Development of small-molecule agents with the ability to facilitate oncoprotein degradation has emerged as a promising strategy for cancer therapy. Since EGFR and c-Met are both implicated in oncogenesis and tumor progression, we initiated a screening program by using an in-house library to identify agents capable of inducing the concomitant suppression of EGFR and c-Met expression, which led to the identification of compound 1, a 1,2,4-oxadiazole derivative. Based on the scaffold of 1, we developed a series of derivatives to assess their efficacies in facilitating the downregulation of EGFR and c-Met, among which compound 48 represented the optimal agent. 48 showed equipotent antiproliferative activity against a panel of five NSCLC cell lines with different EGFR mutational status (IC₅₀ = 0.2-0.6 μM), while the same panel exhibited differential sensitivity to different EGFR kinase inhibitors tested. Cell cycle analysis indicated that the antiproliferative activity of 48 was associated with its ability to cause G2/M arrest and, to a lesser extent, apoptosis. Western blot and RT-PCR analyses revealed that 48 facilitated the downregulation of EGFR and c-Met at the protein level. In vivo data showed that oral administration of 48 was effective in suppressing gefitinib-resistant H1975 xenograft tumor growth in nude mice, and at a suboptimal dose, could sensitize H1975 tumors to gefitinib. Based on these findings, 48 represents a promising candidate for further development to target EGFR TKI-resistant NSCLC via dual inhibition of EGFR and c-Met oncoproteins.
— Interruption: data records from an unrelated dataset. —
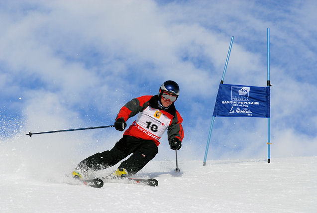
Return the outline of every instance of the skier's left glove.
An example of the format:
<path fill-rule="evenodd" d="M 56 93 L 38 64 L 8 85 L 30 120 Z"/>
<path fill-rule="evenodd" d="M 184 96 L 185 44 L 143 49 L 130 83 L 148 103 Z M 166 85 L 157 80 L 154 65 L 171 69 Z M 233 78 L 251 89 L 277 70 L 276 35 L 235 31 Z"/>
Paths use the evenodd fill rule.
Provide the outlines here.
<path fill-rule="evenodd" d="M 178 150 L 182 147 L 182 142 L 177 137 L 172 138 L 168 141 L 171 146 L 171 149 Z"/>
<path fill-rule="evenodd" d="M 126 123 L 123 117 L 120 117 L 116 119 L 114 122 L 114 127 L 117 130 L 122 131 L 126 127 Z"/>

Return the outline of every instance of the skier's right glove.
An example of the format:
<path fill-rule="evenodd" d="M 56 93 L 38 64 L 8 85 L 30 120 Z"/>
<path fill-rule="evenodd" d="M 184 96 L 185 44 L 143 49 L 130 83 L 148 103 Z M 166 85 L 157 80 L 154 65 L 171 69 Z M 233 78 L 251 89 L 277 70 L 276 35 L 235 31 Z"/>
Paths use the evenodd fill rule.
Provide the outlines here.
<path fill-rule="evenodd" d="M 182 142 L 177 137 L 172 138 L 168 141 L 171 146 L 171 149 L 178 150 L 182 147 Z"/>
<path fill-rule="evenodd" d="M 120 117 L 116 119 L 114 122 L 114 127 L 117 130 L 122 131 L 126 127 L 126 123 L 123 117 Z"/>

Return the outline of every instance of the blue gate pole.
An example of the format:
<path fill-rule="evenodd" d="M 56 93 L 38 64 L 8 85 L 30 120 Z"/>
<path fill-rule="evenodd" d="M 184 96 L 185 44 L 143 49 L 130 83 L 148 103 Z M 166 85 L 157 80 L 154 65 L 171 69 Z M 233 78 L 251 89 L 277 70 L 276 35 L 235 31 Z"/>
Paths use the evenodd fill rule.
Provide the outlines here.
<path fill-rule="evenodd" d="M 267 86 L 270 84 L 270 28 L 267 28 Z M 271 122 L 270 117 L 267 119 L 267 162 L 271 163 Z"/>
<path fill-rule="evenodd" d="M 227 69 L 227 66 L 228 65 L 228 61 L 229 61 L 229 57 L 230 57 L 230 53 L 231 52 L 231 49 L 232 47 L 232 43 L 233 43 L 233 38 L 232 36 L 231 38 L 231 41 L 230 42 L 230 46 L 229 46 L 229 50 L 228 51 L 228 54 L 227 55 L 227 59 L 225 60 L 225 64 L 224 65 L 224 68 L 223 69 L 223 73 L 222 74 L 222 78 L 220 82 L 220 84 L 223 84 L 223 80 L 224 79 L 224 75 L 225 75 L 225 71 Z M 207 145 L 206 146 L 206 150 L 205 151 L 205 158 L 204 158 L 203 166 L 206 165 L 206 160 L 207 159 L 207 154 L 208 154 L 208 149 L 209 148 L 209 143 L 210 143 L 210 138 L 211 136 L 211 131 L 212 131 L 212 127 L 213 126 L 213 122 L 214 121 L 214 116 L 212 116 L 212 120 L 211 120 L 211 124 L 210 126 L 210 129 L 209 130 L 209 135 L 208 136 L 208 141 L 207 141 Z"/>

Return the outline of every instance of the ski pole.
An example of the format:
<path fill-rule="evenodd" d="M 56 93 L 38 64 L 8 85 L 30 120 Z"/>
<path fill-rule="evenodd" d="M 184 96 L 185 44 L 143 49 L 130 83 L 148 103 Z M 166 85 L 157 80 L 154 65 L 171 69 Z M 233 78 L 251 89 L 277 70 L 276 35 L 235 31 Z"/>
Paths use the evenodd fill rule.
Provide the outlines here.
<path fill-rule="evenodd" d="M 101 128 L 113 127 L 114 126 L 114 125 L 111 125 L 109 126 L 96 126 L 94 127 L 88 127 L 88 128 L 80 128 L 79 129 L 64 129 L 62 130 L 50 131 L 48 132 L 37 132 L 35 133 L 32 133 L 30 131 L 28 134 L 25 134 L 25 135 L 30 135 L 30 137 L 31 137 L 32 134 L 46 134 L 46 133 L 49 133 L 61 132 L 69 132 L 71 131 L 78 131 L 78 130 L 84 130 L 86 129 L 99 129 Z"/>
<path fill-rule="evenodd" d="M 175 155 L 176 155 L 176 168 L 174 170 L 175 172 L 180 172 L 180 170 L 178 168 L 178 165 L 177 164 L 177 150 L 175 150 Z"/>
Development of Potent Adenosine Monophosphate Activated Protein Kinase (AMPK) Activators

Previously, we reported the identification of a thiazolidinedione-based adenosine monophosphate activated protein kinase (AMPK) activator, compound 1 (N-[4-({3-[(1-methylcyclohexyl)methyl]-2,4-dioxothiazolidin-5-ylidene}methyl)phenyl]-4-nitro-3-(trifluoromethyl)benzenesulfonamide), which provided a proof of concept to delineate the intricate role of AMPK in regulating oncogenic signaling pathways associated with cell proliferation and epithelial-mesenchymal transition (EMT) in cancer cells. In this study, we used 1 as a scaffold to conduct lead optimization, which generated a series of derivatives. Analysis of the antiproliferative and AMPK-activating activities of individual derivatives revealed a distinct structure-activity relationship and identified 59 (N-(3-nitrophenyl)-N'-{4-[(3-{[3,5-bis(trifluoromethyl)phenyl]methyl}-2,4-dioxothiazolidin-5-ylidene)methyl]phenyl}urea) as the optimal agent. Relative to 1, compound 59 exhibits multifold higher potency in upregulating AMPK phosphorylation in various cell lines irrespective of their liver kinase B1 (LKB1) functional status, accompanied by parallel changes in the phosphorylation/expression levels of p70S6K, Akt, Foxo3a, and EMT-associated markers. Consistent with its predicted activity against tumors with activated Akt status, orally administered 59 was efficacious in suppressing the growth of phosphatase and tensin homologue (PTEN)-null PC-3 xenograft tumors in nude mice. Together, these findings suggest that 59 has clinical value in therapeutic strategies for PTEN-negative cancer and warrants continued investigation in this regard.